Priebus defended Bannon on Monday, calling him a wise and well-educated former naval officer and saying he had not encountered the sort of extremist or racist views that critics are assailing.
“He was a force for good on the campaign,” Priebus said on Fox News, adding they were in agreement on “almost everything” in terms of advising the president-elect.
Kellyanne Conway, Trump’s former campaign manager and a senior adviser, told reporters in New York she was offended by the reaction to Bannon, describing him as a “brilliant tactician.”
Police in New York on Monday were investigating two cases involving swastikas drawn or painted in public spaces, as civil rights activists said there had been a surge in hate crimes following last week’s election.
Local media reported hundreds of students walked out of a high school to protest Trump on Monday in Silver Spring, Maryland, and students gathered at the University of Washington in Seattle to protest Trump.
Among those reported to be under consideration for top posts in a Trump administration are former US House Speaker Newt Gingrich, as a possible secretary of state or secretary of health and human services; Stephen Hadley, former national security adviser under President George W. Bush, as a possible defence secretary; former New York Mayor Rudy Giuliani as attorney general; and former Alaska Governor Sarah Palin as interior secretary.

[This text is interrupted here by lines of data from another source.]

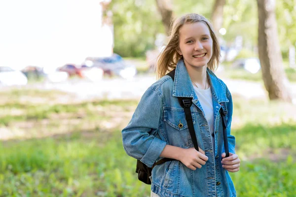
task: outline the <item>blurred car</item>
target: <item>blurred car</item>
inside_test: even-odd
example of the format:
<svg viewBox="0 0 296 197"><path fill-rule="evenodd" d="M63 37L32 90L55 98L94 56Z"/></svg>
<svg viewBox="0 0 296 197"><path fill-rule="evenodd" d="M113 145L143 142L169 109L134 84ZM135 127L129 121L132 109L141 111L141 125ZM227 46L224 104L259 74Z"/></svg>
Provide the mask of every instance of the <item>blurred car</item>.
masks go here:
<svg viewBox="0 0 296 197"><path fill-rule="evenodd" d="M232 67L243 68L249 72L255 74L261 68L260 61L257 58L240 59L234 61Z"/></svg>
<svg viewBox="0 0 296 197"><path fill-rule="evenodd" d="M29 66L21 70L27 78L40 79L45 75L43 68L41 67Z"/></svg>
<svg viewBox="0 0 296 197"><path fill-rule="evenodd" d="M120 56L115 53L108 57L86 58L83 65L101 68L105 74L120 76L125 79L132 78L137 73L134 66L128 65Z"/></svg>
<svg viewBox="0 0 296 197"><path fill-rule="evenodd" d="M67 72L69 76L78 75L81 76L80 70L75 65L67 64L62 67L58 68L57 70L62 72Z"/></svg>
<svg viewBox="0 0 296 197"><path fill-rule="evenodd" d="M58 71L67 72L69 76L77 75L91 81L99 81L103 78L104 71L102 68L82 65L81 66L67 64L57 69Z"/></svg>
<svg viewBox="0 0 296 197"><path fill-rule="evenodd" d="M4 86L24 85L28 78L19 70L8 66L0 66L0 84Z"/></svg>

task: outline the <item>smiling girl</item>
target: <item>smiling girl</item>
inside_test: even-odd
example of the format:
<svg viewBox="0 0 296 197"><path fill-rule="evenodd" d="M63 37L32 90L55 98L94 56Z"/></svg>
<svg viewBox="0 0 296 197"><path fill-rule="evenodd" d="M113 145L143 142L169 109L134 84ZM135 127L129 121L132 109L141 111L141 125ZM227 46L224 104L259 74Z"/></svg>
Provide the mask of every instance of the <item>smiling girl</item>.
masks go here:
<svg viewBox="0 0 296 197"><path fill-rule="evenodd" d="M231 95L213 71L220 46L210 22L188 14L174 21L169 43L159 55L160 79L148 88L122 131L127 154L149 167L151 196L235 197L228 172L239 170L235 139L230 134ZM166 75L175 69L175 79ZM193 148L184 108L178 97L192 98L193 127L199 146ZM225 158L222 118L226 113L229 157Z"/></svg>

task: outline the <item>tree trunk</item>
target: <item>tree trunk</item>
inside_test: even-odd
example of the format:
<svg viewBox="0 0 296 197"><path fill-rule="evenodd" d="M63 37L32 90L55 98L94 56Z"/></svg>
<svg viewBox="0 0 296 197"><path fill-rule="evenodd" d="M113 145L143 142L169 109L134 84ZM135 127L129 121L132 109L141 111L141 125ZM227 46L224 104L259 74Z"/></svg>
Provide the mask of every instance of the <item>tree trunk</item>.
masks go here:
<svg viewBox="0 0 296 197"><path fill-rule="evenodd" d="M170 32L171 20L173 18L173 4L171 0L155 0L158 10L161 15L162 23L164 25L165 33Z"/></svg>
<svg viewBox="0 0 296 197"><path fill-rule="evenodd" d="M264 84L270 100L292 102L283 66L275 18L275 0L257 0L258 48Z"/></svg>
<svg viewBox="0 0 296 197"><path fill-rule="evenodd" d="M225 0L216 0L212 11L212 24L217 35L223 24L223 8Z"/></svg>

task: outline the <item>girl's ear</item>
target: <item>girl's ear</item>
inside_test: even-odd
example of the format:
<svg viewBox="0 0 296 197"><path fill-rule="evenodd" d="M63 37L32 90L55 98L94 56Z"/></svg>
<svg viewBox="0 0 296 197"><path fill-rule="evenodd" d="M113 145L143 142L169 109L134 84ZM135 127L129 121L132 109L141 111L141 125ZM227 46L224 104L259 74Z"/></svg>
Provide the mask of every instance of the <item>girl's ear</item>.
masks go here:
<svg viewBox="0 0 296 197"><path fill-rule="evenodd" d="M176 50L177 51L177 52L178 52L178 53L179 53L179 54L180 55L182 55L182 52L181 52L181 50L180 50L179 47L178 47Z"/></svg>

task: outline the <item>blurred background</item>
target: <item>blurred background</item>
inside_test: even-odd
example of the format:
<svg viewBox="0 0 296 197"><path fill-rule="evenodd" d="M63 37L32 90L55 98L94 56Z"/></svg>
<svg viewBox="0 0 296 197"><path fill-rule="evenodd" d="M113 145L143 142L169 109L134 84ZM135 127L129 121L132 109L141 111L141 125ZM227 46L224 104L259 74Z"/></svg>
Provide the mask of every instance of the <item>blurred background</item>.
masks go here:
<svg viewBox="0 0 296 197"><path fill-rule="evenodd" d="M148 197L121 131L172 18L209 19L239 197L296 196L296 1L0 1L0 197Z"/></svg>

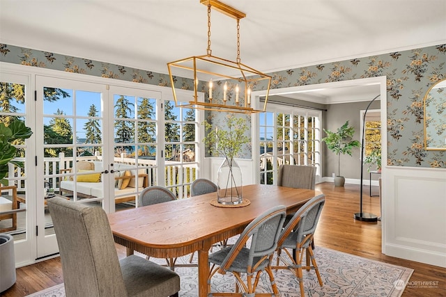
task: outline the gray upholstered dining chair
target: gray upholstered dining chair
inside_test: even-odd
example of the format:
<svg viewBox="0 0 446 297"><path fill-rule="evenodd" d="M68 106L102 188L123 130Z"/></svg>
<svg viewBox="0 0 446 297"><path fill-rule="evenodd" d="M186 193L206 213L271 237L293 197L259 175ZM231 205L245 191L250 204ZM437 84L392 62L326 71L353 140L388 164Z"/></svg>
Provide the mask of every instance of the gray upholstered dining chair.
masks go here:
<svg viewBox="0 0 446 297"><path fill-rule="evenodd" d="M47 201L68 296L178 296L180 277L130 255L118 258L104 209L56 197Z"/></svg>
<svg viewBox="0 0 446 297"><path fill-rule="evenodd" d="M208 193L217 192L217 189L218 187L213 182L205 178L199 178L195 179L190 186L190 195L198 196Z"/></svg>
<svg viewBox="0 0 446 297"><path fill-rule="evenodd" d="M281 165L279 166L277 186L314 190L316 170L315 166Z"/></svg>
<svg viewBox="0 0 446 297"><path fill-rule="evenodd" d="M176 200L176 197L168 188L160 186L152 186L144 188L138 196L138 206L156 204Z"/></svg>
<svg viewBox="0 0 446 297"><path fill-rule="evenodd" d="M305 165L283 164L279 166L277 186L289 188L308 188L314 190L316 186L316 166ZM285 225L288 224L295 213L289 214L285 219ZM314 248L314 246L313 246ZM293 251L295 256L295 250ZM295 257L295 259L297 258ZM307 261L309 264L309 262Z"/></svg>
<svg viewBox="0 0 446 297"><path fill-rule="evenodd" d="M256 294L256 288L263 271L270 277L274 295L279 296L270 265L286 215L286 208L283 205L268 209L245 228L233 246L209 255L208 292L210 293L211 290L211 278L216 273L225 274L231 272L236 278L235 292L213 292L210 296L272 296L271 293ZM246 274L245 280L243 280L245 278L242 277L242 273ZM243 294L239 293L240 290Z"/></svg>
<svg viewBox="0 0 446 297"><path fill-rule="evenodd" d="M218 190L218 186L217 186L213 182L205 178L199 178L195 179L190 185L190 195L192 197L198 196L199 195L207 194L208 193L217 192L217 190ZM220 241L220 246L226 246L226 240ZM212 247L210 248L212 248ZM194 252L191 254L190 258L189 259L189 263L192 262L192 260L194 259Z"/></svg>
<svg viewBox="0 0 446 297"><path fill-rule="evenodd" d="M323 285L319 270L314 259L312 243L314 232L325 202L325 196L318 195L309 200L294 214L285 225L277 243L277 262L272 269L290 269L298 278L300 286L300 296L305 296L302 268L316 271L319 284ZM293 249L296 255L291 255L288 249ZM309 256L311 264L302 266L303 255ZM283 263L280 266L279 262Z"/></svg>

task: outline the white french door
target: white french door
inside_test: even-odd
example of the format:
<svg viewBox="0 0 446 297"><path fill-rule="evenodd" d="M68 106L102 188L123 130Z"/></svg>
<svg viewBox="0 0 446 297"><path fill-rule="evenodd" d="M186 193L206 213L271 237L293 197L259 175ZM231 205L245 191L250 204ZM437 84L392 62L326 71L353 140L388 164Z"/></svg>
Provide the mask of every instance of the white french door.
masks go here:
<svg viewBox="0 0 446 297"><path fill-rule="evenodd" d="M107 206L108 199L104 197L109 196L103 193L108 193L114 181L110 175L105 174L112 156L105 145L109 142L106 86L37 76L36 90L38 259L59 250L45 198L51 197L54 191L54 195L75 202L82 200ZM97 129L92 131L93 126ZM80 169L82 161L94 166ZM84 182L91 176L96 177L95 182Z"/></svg>
<svg viewBox="0 0 446 297"><path fill-rule="evenodd" d="M170 88L59 72L5 65L0 70L1 86L8 90L2 93L0 116L25 120L33 131L26 143L15 144L16 161L24 166L14 166L7 177L21 199L17 229L7 232L14 236L19 266L58 252L45 195L107 212L137 207L148 186L166 186L185 198L203 155L203 112L171 109ZM191 92L178 90L177 95L187 101ZM94 166L86 169L79 162ZM128 172L135 178L120 188L116 179Z"/></svg>

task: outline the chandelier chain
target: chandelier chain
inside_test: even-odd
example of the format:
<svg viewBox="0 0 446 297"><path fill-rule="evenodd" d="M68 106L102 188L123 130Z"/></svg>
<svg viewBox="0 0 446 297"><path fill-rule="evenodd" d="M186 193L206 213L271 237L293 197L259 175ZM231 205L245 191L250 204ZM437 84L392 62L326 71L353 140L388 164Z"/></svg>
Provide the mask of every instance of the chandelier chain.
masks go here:
<svg viewBox="0 0 446 297"><path fill-rule="evenodd" d="M240 18L237 19L237 63L240 63Z"/></svg>
<svg viewBox="0 0 446 297"><path fill-rule="evenodd" d="M208 56L211 56L210 49L210 4L208 6Z"/></svg>

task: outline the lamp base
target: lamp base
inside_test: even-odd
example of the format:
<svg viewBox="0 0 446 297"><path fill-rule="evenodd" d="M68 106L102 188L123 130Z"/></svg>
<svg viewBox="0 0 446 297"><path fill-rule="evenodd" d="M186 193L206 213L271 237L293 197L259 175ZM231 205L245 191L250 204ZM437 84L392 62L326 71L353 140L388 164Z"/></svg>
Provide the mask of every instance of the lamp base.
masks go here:
<svg viewBox="0 0 446 297"><path fill-rule="evenodd" d="M369 214L368 212L357 212L355 214L355 220L362 220L364 222L376 222L378 221L378 216Z"/></svg>

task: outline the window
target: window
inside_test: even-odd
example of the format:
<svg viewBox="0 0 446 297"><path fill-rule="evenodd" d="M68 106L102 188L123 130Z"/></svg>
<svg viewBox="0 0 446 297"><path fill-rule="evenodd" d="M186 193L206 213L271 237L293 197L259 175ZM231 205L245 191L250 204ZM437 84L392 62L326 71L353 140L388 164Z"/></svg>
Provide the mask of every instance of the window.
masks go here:
<svg viewBox="0 0 446 297"><path fill-rule="evenodd" d="M361 119L364 118L364 111L361 112ZM362 120L361 120L362 122ZM367 111L364 128L364 154L369 156L374 150L381 151L381 119L380 111ZM362 128L362 127L361 127ZM361 129L362 131L362 129Z"/></svg>
<svg viewBox="0 0 446 297"><path fill-rule="evenodd" d="M259 115L260 183L273 184L282 164L321 166L321 111L269 105ZM289 108L287 108L289 110Z"/></svg>

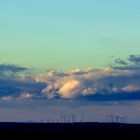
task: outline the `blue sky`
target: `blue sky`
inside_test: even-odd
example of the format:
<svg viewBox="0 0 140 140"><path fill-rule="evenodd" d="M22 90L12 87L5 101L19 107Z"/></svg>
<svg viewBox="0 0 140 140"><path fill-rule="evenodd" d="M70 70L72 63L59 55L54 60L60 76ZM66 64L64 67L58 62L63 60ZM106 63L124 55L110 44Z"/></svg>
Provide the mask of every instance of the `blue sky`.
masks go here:
<svg viewBox="0 0 140 140"><path fill-rule="evenodd" d="M0 2L0 62L45 69L104 67L139 54L138 0Z"/></svg>

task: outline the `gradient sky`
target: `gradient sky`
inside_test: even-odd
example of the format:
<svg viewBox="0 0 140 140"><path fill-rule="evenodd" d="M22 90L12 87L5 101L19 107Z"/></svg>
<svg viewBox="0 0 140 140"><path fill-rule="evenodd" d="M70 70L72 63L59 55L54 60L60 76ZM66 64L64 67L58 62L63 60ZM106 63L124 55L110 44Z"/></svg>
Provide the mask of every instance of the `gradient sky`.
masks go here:
<svg viewBox="0 0 140 140"><path fill-rule="evenodd" d="M104 67L139 54L139 5L139 0L0 1L0 63Z"/></svg>

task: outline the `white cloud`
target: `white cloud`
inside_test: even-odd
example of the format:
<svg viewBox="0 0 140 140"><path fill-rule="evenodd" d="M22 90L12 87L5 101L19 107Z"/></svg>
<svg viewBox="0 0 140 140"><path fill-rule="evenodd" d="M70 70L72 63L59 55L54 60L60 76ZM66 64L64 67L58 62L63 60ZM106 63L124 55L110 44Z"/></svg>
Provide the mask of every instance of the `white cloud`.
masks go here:
<svg viewBox="0 0 140 140"><path fill-rule="evenodd" d="M48 71L36 74L34 79L36 82L46 83L46 87L42 89L41 93L47 98L57 96L60 98L76 98L96 93L130 92L130 87L125 86L132 81L134 82L136 74L137 72L133 70L88 68L59 72ZM132 80L128 81L128 78ZM122 79L121 82L120 79ZM131 88L131 91L136 90L140 89Z"/></svg>
<svg viewBox="0 0 140 140"><path fill-rule="evenodd" d="M80 94L81 84L78 80L70 80L59 90L62 98L74 98Z"/></svg>
<svg viewBox="0 0 140 140"><path fill-rule="evenodd" d="M136 92L136 91L140 91L140 86L127 85L127 86L125 86L125 87L122 88L122 91L124 91L124 92Z"/></svg>

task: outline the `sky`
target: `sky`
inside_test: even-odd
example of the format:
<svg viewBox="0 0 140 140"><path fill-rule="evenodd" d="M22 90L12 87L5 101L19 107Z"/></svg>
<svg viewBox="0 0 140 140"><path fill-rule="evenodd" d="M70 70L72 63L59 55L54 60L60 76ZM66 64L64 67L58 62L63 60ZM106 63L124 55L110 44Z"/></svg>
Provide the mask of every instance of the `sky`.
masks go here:
<svg viewBox="0 0 140 140"><path fill-rule="evenodd" d="M0 1L0 121L140 123L139 5Z"/></svg>
<svg viewBox="0 0 140 140"><path fill-rule="evenodd" d="M40 69L105 67L139 54L139 0L0 2L0 62Z"/></svg>

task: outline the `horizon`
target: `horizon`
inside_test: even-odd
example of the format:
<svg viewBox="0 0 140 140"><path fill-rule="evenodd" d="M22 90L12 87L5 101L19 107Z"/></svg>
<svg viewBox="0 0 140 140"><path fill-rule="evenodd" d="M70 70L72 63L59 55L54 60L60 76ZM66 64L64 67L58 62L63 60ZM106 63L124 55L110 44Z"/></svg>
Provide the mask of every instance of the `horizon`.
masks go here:
<svg viewBox="0 0 140 140"><path fill-rule="evenodd" d="M85 121L114 114L140 123L139 5L1 1L0 121L72 113L86 114Z"/></svg>

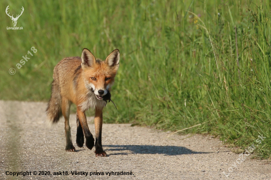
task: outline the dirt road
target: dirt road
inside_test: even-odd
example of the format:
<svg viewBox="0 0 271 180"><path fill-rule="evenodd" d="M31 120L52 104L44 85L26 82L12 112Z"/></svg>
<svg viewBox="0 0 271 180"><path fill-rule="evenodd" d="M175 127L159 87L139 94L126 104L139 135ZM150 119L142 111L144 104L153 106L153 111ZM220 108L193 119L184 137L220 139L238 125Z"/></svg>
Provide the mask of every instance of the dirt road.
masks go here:
<svg viewBox="0 0 271 180"><path fill-rule="evenodd" d="M71 115L70 123L77 151L67 152L64 120L49 125L46 106L43 102L0 101L0 180L271 179L268 161L248 157L237 161L241 162L238 164L239 154L210 136L167 138L166 132L130 124L104 124L102 144L108 156L96 157L94 150L76 146L75 115ZM93 118L87 119L94 134ZM27 171L31 175L22 176ZM37 175L33 175L35 171ZM21 175L13 176L14 172Z"/></svg>

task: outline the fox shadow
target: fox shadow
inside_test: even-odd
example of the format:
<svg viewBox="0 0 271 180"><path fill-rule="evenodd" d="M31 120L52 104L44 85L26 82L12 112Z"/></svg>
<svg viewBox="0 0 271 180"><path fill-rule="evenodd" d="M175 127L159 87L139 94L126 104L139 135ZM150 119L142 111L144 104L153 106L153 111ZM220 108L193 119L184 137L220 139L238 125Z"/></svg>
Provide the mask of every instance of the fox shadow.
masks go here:
<svg viewBox="0 0 271 180"><path fill-rule="evenodd" d="M150 146L150 145L103 145L106 152L109 151L126 151L130 152L122 152L110 153L108 155L126 155L128 154L160 154L165 155L177 155L189 154L207 154L214 152L197 152L190 150L186 148L174 146Z"/></svg>

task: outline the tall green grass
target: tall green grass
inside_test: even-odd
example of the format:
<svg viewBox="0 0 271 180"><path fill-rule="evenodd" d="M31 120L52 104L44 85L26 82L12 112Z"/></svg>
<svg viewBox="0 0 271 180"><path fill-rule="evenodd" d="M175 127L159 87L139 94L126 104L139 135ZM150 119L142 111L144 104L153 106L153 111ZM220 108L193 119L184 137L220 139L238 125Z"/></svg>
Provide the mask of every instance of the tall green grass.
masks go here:
<svg viewBox="0 0 271 180"><path fill-rule="evenodd" d="M6 30L8 5L11 14L24 7L23 30ZM262 134L255 152L270 158L270 7L260 0L2 0L0 98L47 101L61 59L84 48L104 59L118 48L118 110L106 106L105 122L173 131L208 121L183 132L210 132L243 148ZM33 46L37 53L17 69Z"/></svg>

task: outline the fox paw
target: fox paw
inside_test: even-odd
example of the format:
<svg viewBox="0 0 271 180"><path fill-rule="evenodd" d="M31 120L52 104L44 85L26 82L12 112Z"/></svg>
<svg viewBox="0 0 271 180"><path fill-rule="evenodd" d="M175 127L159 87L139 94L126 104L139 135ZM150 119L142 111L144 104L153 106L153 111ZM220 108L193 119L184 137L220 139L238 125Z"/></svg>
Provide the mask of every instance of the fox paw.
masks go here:
<svg viewBox="0 0 271 180"><path fill-rule="evenodd" d="M90 150L92 150L94 146L94 138L93 136L86 137L86 146Z"/></svg>
<svg viewBox="0 0 271 180"><path fill-rule="evenodd" d="M106 157L106 153L105 151L96 152L95 150L95 154L96 154L96 157Z"/></svg>
<svg viewBox="0 0 271 180"><path fill-rule="evenodd" d="M75 148L74 148L72 145L66 145L65 150L66 150L67 152L75 152L76 151L75 150Z"/></svg>

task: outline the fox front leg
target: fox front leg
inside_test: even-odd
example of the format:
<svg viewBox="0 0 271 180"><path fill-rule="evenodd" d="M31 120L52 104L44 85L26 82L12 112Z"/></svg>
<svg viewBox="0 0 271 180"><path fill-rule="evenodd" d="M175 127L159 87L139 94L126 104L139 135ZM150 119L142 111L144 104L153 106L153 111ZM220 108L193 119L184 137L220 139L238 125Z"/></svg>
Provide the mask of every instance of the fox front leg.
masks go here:
<svg viewBox="0 0 271 180"><path fill-rule="evenodd" d="M95 134L96 140L95 142L95 153L96 157L105 157L106 153L102 149L102 110L97 108L95 109Z"/></svg>
<svg viewBox="0 0 271 180"><path fill-rule="evenodd" d="M77 113L86 138L86 146L90 150L92 150L94 146L94 138L93 138L93 136L89 130L85 112L77 108Z"/></svg>

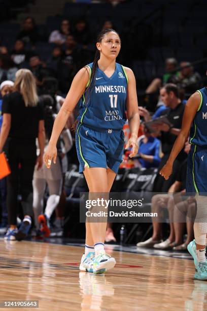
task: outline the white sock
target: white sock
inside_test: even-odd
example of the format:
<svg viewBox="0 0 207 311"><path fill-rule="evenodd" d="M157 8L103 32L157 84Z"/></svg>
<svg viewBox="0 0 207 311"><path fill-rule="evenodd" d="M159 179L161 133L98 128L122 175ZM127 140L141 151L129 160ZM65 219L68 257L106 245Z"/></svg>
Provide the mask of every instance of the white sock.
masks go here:
<svg viewBox="0 0 207 311"><path fill-rule="evenodd" d="M29 225L31 225L31 219L30 216L25 216L23 220L23 222L28 222Z"/></svg>
<svg viewBox="0 0 207 311"><path fill-rule="evenodd" d="M94 250L96 255L98 255L100 253L105 254L104 243L98 242L98 243L94 244Z"/></svg>
<svg viewBox="0 0 207 311"><path fill-rule="evenodd" d="M90 252L94 252L94 246L90 246L87 244L85 244L85 255L86 256L88 255L89 253Z"/></svg>
<svg viewBox="0 0 207 311"><path fill-rule="evenodd" d="M196 250L197 259L198 262L203 262L206 261L205 258L205 247L202 250Z"/></svg>
<svg viewBox="0 0 207 311"><path fill-rule="evenodd" d="M45 210L45 215L47 216L48 220L52 216L52 214L59 203L59 200L60 196L51 195L49 197Z"/></svg>

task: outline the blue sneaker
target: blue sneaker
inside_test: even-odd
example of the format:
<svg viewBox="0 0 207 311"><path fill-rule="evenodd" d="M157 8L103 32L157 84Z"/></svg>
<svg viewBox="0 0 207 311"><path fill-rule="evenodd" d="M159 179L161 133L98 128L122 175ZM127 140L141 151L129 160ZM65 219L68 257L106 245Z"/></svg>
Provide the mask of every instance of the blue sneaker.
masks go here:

Reuters: Donald Trump’s election as US president raises concern that Washington may increase the intrusiveness of domestic intelligence gathering, former US spy agency contractor Edward Snowden said on Monday, warning that democratic checks and balances were losing ground to authoritarianism.
Snowden lives in Moscow under an asylum deal after he leaked classified information in 2013 that triggered an international furore over the reach of US spy operations. He spoke at a teleconference hosted by Buenos Aires University’s law school.
“We are starting to substitute open government for sheer authoritarianism, a government based not upon the principle of informed consent granted by people who understand its activities but rather a trust in personalities, a trust in claims, a trust in the hope that they will do the right thing,” Snowden said.
Washington pledged not to engage in indiscriminate espionage following Snowden’s 2013 disclosures. But Snowden questioned if that policy could be modified by new officials “who have a very different set of values and can govern in the dark.”
“If government does actually win our trust, because they go for some years and they do operate in a way that we should support, what happens when it changes?” he asked.
“This is kind of the challenge that we’re facing today in the United States with the result of the last election.”
Supporters see Snowden as a whistleblower who boldly exposed government excess. But the US government has filed espionage charges against him for leaking intelligence information.
Trump, who scored an upset win over Democrat Hillary Clinton in last Tuesday’s election, broke with many in his own Republican Party during the campaign and emphasised his success as a businessman and reality TV show star. He promised sweeping security measures to deal with the threat of attacks on the United States.
His election was greeted with concern from the American Civil Liberties Union over statements he made during the campaign supporting increased surveillance of US Muslims, mass deportation of illegal immigrants, reauthorisation of waterboarding and changing libel laws to increase press restrictions.
Snowden, asked if he thought the election of Trump, who has praised Russian President Vladimir Putin as a strong leader, might increase chances of him being pardoned by the US government, responded: “Who knows?”